- Architect In Charge:Pieter Malan, Jan-Heyn Vorster, Peter Urry
- Design Team:Malan Vorster Architecture, Interior Design
- Structural Engineer:Design Tech Structural Engineers
- Quantity Surveyor:Heinrich Beer Quantity Surveyors
- Landscape Designer:Franchesca Watson
- Main Contractor:Conruton Construction
- City:Cape Town
- Country:South Africa
Text description provided by the architects. This home embraces the beautiful natural landscape provided by the slopes of Table Mountain, Lion’s Head and Signal Hill. Situated in the center of the City Bowl’s curvature between Devil’s Peak and Signal Hill, the building’s site offers expansive views of the city and the surrounding metropolitan area.

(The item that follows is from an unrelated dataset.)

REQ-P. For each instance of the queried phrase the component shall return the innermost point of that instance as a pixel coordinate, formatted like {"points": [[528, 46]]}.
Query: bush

Some of the challenges presented by the site were negotiating the slanted terrain leading from the lower cable car slopes into Table Mountain National Park with a coherent spatial flow and mediating environmental factors whilst maximizing and framing the panoramic views of the city, bay and mountains beyond.

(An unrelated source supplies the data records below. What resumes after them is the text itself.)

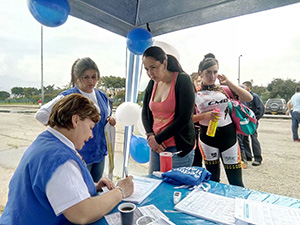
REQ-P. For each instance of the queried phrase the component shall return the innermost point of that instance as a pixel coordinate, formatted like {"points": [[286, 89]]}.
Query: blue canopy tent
{"points": [[159, 17]]}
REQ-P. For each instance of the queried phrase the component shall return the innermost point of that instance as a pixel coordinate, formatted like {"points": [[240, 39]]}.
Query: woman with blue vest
{"points": [[51, 184], [84, 77]]}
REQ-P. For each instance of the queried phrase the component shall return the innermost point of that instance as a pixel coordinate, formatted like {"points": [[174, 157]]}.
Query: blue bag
{"points": [[187, 175]]}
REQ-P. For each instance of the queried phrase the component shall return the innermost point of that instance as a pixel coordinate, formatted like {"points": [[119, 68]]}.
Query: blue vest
{"points": [[95, 149], [27, 201]]}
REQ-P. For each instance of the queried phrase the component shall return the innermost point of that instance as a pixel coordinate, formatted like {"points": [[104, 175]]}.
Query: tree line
{"points": [[115, 86]]}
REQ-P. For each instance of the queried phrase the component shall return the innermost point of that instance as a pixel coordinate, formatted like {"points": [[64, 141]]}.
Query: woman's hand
{"points": [[105, 182], [213, 115], [111, 120], [127, 186], [154, 146], [223, 79]]}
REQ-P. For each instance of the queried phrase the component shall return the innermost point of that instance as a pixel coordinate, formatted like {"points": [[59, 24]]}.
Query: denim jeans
{"points": [[178, 161], [96, 170], [295, 124]]}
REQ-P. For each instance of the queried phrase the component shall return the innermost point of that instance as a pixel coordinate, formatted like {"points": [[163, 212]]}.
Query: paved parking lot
{"points": [[279, 172]]}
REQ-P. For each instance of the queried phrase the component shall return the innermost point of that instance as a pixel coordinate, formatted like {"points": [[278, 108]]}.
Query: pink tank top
{"points": [[163, 112]]}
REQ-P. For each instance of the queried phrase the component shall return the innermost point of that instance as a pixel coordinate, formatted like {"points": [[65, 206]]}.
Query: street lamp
{"points": [[239, 69], [42, 73]]}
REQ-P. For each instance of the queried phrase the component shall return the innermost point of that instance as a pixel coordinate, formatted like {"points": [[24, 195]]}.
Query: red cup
{"points": [[165, 161]]}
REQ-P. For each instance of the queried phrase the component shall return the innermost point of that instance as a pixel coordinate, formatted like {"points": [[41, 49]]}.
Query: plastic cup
{"points": [[165, 161], [127, 210]]}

The building is defined by its relationship to the landscape; in some instances, revealing glimpses of the natural setting while in others blurring the definition of interior and exterior spaces by opening up the interior spaces completely to the surroundings.
The massing of this three level building takes clues from the mountain slope. The base of the building (in natural stone and gabion walls) is seen as an extension of the rocky outcrops on the slopes, and is housing service areas, garaging, a staff apartment and a guest apartment. The base and stone walls are terraced and elevate the natural slope to form a new landscape for the main house to occupy. The living areas are articulated as glazed “negative space” atop the stone base, but sheltered below the cantilevering and heavier volume of bedrooms above. This arrangement ensures a continuous visual and spatial connection from Table Mountain to Table Bay. A double volume kitchen at the mountain side of the house enables interaction between the more private spaces (such as study, tv room and bedrooms above) and the living area below.
The relationship of the house to both its immediate and macro-scale landscapes is further given emphasis by placing the pool and undercover entertainment areas at the “back” or mountainside of the building; thereby enhancing a sense of being enveloped in the mountain’s slopes and being offered some respite from the city’s energy.